Replace `ProcessPoolExecutor` with `asyncio` page splitting #92

micmarty-deepsense · 2024-05-23T12:08:48Z

update the documentation
use aiohttp/httpx instead of synchronous requests
rate limiting or any other way of controlling concurrency
remove all references to threads/processes

How to verify that this PR works

Unit & Integration Tests

make install && make test

Manually

make install
pip install --editable .
python -m timeit --repeat 10 --verbose "$(cat test-client.py)"

Where test-client.py has the following contents:

import os
import sys

import unstructured_client
from unstructured_client import UnstructuredClient

print(unstructured_client.__file__)
from unstructured_client.models import shared
from unstructured_client.models.errors import SDKError

s = UnstructuredClient(api_key_auth=os.environ["UNS_API_KEY"], server_url="http://localhost:8000")

filename = "_sample_docs/layout-parser-paper.pdf"

with open(filename, "rb") as f:
    files = shared.Files(
        content=f.read(),
        file_name=filename,
    )

req = shared.PartitionParameters(
    files=files,
    strategy="fast",
    languages=["eng"],
    split_pdf_page=True,
    split_pdf_concurrency_level=1,
)
resp = s.general.partition(req)
ids = [e.element_id for e in resp.elements]
print(ids)

src/unstructured_client/_hooks/custom/split_pdf_hook.py

amadeusz-ds · 2024-05-23T13:32:28Z

src/unstructured_client/_hooks/custom/split_pdf_hook.py

+        loop = asyncio.get_event_loop()
+        responses = loop.run_until_complete(asyncio.gather(*prt_requests))

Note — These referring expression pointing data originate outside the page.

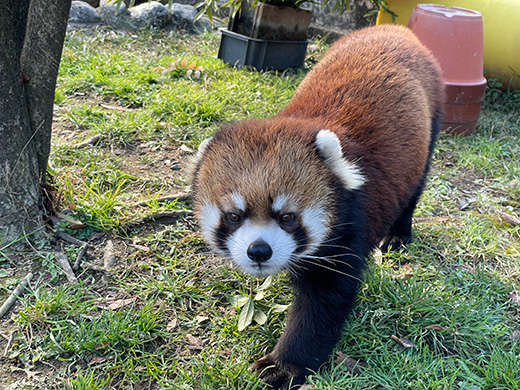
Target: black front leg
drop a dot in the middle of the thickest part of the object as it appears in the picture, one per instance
(314, 326)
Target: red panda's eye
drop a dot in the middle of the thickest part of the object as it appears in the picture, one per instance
(233, 218)
(286, 218)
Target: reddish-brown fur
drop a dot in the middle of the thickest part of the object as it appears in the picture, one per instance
(379, 90)
(377, 96)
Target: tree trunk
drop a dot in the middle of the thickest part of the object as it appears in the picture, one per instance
(30, 54)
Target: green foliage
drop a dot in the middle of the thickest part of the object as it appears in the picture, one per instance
(173, 316)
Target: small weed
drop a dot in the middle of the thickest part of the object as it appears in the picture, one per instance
(171, 315)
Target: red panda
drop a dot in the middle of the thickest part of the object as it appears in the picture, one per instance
(316, 188)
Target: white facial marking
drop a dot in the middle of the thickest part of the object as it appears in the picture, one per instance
(209, 221)
(281, 242)
(315, 222)
(238, 201)
(279, 202)
(350, 174)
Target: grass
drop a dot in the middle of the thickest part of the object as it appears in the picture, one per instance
(439, 315)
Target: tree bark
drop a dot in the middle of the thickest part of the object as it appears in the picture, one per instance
(29, 60)
(40, 60)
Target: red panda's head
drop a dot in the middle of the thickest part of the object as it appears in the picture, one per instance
(265, 191)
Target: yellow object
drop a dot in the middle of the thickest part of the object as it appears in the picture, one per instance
(501, 21)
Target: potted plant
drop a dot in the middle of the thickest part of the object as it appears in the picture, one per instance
(267, 34)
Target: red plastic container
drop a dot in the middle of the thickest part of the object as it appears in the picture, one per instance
(455, 37)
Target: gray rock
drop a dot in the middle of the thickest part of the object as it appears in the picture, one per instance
(152, 14)
(183, 16)
(83, 13)
(120, 19)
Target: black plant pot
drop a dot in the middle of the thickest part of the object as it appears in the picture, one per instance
(240, 50)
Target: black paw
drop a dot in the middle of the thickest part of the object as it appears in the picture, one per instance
(394, 243)
(278, 375)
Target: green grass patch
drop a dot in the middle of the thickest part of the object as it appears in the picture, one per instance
(170, 315)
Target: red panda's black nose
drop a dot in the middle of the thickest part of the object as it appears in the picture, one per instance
(259, 251)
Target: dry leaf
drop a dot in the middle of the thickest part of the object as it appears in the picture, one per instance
(404, 342)
(515, 297)
(116, 108)
(172, 324)
(193, 340)
(464, 203)
(121, 303)
(435, 327)
(97, 360)
(141, 247)
(349, 364)
(509, 219)
(113, 303)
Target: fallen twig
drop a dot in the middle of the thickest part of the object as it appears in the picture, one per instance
(172, 215)
(182, 196)
(109, 258)
(81, 252)
(64, 262)
(14, 295)
(72, 240)
(92, 141)
(8, 345)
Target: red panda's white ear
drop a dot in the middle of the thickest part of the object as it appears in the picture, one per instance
(330, 149)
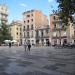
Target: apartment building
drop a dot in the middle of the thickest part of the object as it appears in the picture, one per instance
(42, 35)
(59, 33)
(32, 20)
(15, 30)
(3, 14)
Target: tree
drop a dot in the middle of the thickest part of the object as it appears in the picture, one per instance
(66, 10)
(4, 33)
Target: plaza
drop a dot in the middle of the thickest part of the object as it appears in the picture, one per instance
(37, 61)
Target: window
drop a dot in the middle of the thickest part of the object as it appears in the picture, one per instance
(47, 30)
(24, 34)
(20, 29)
(54, 17)
(27, 34)
(32, 34)
(54, 25)
(17, 28)
(31, 14)
(17, 33)
(10, 29)
(32, 27)
(37, 33)
(24, 28)
(32, 20)
(27, 27)
(28, 15)
(24, 21)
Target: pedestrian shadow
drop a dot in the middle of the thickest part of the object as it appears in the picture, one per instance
(27, 52)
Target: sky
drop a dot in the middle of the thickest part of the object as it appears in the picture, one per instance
(17, 7)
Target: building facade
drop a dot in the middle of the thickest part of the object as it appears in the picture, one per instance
(42, 35)
(15, 30)
(60, 34)
(32, 20)
(3, 13)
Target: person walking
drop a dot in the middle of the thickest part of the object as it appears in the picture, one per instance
(9, 44)
(29, 46)
(25, 45)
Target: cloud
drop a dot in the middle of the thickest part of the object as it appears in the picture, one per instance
(50, 1)
(23, 5)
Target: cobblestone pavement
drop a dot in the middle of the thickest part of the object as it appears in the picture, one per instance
(38, 61)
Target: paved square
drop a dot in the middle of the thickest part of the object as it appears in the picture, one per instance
(37, 61)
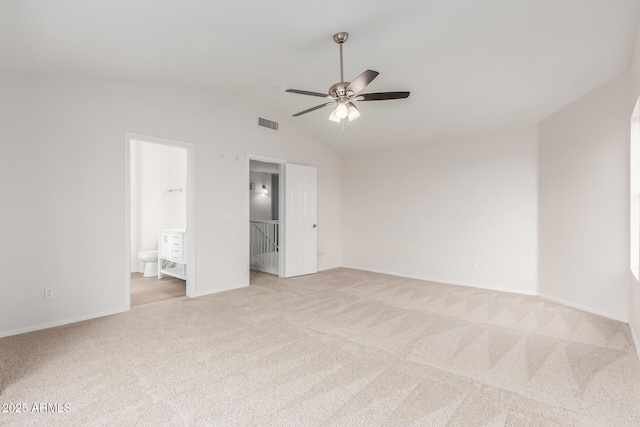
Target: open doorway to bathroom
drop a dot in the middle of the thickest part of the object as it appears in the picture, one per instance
(159, 187)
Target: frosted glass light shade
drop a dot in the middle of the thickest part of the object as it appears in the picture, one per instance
(342, 111)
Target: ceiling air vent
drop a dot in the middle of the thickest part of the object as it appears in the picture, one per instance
(267, 123)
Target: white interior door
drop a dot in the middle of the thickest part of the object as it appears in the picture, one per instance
(300, 220)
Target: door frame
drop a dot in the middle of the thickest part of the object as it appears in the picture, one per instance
(191, 223)
(281, 206)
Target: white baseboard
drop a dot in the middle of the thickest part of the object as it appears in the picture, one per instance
(215, 291)
(58, 323)
(584, 308)
(446, 281)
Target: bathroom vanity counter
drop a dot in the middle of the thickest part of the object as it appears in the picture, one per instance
(172, 259)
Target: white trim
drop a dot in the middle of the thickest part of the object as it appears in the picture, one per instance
(281, 198)
(58, 323)
(584, 308)
(636, 342)
(217, 291)
(445, 281)
(191, 224)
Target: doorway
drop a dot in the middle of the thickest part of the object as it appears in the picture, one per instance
(282, 243)
(159, 202)
(266, 245)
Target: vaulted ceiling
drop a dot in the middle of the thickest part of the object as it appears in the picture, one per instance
(471, 66)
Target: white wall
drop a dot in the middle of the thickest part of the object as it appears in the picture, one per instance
(584, 201)
(429, 211)
(260, 203)
(634, 285)
(155, 168)
(62, 164)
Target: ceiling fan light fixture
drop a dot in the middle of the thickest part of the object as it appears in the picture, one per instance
(342, 110)
(353, 112)
(333, 116)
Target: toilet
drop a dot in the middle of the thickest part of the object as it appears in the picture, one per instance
(150, 261)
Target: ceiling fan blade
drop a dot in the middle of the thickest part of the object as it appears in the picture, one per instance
(362, 81)
(306, 92)
(381, 96)
(317, 107)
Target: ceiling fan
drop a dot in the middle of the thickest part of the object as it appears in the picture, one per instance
(344, 94)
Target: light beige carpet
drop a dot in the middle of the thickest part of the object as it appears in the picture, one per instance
(342, 347)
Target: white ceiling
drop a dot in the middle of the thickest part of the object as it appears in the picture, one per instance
(471, 66)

I don't understand how this hook flow works but I feel like you should start the event loop when you define the tasks and here just wait for the tasks to complete.

i was considering that, but as we discussed that last week - in such scenario before_request would also need to be async method which can't be done. Speakeasy requires hooks to be regular methods.

src/unstructured_client/_hooks/custom/split_pdf_hook.py

src/unstructured_client/_hooks/custom/request_utils.py

micmarty-deepsense · 2024-05-24T18:46:44Z

_test_unstructured_client/integration/test_integration_freemium.py

+
+@pytest.mark.parametrize("split_pdf", [True, False])
+@pytest.mark.parametrize("error_code", [500, 403])
+def test_partition_handling_server_error(error_code, split_pdf, monkeypatch, doc_path):


https://github.com/Unstructured-IO/unstructured-python-client/actions/runs/9225821357/job/25384186276?pr=92

I managed to pass all tests except for this one. @badGarnet , if you're able to identify the source of the problem with a quick glance, let me know. I haven't managed to figure it out myself on time.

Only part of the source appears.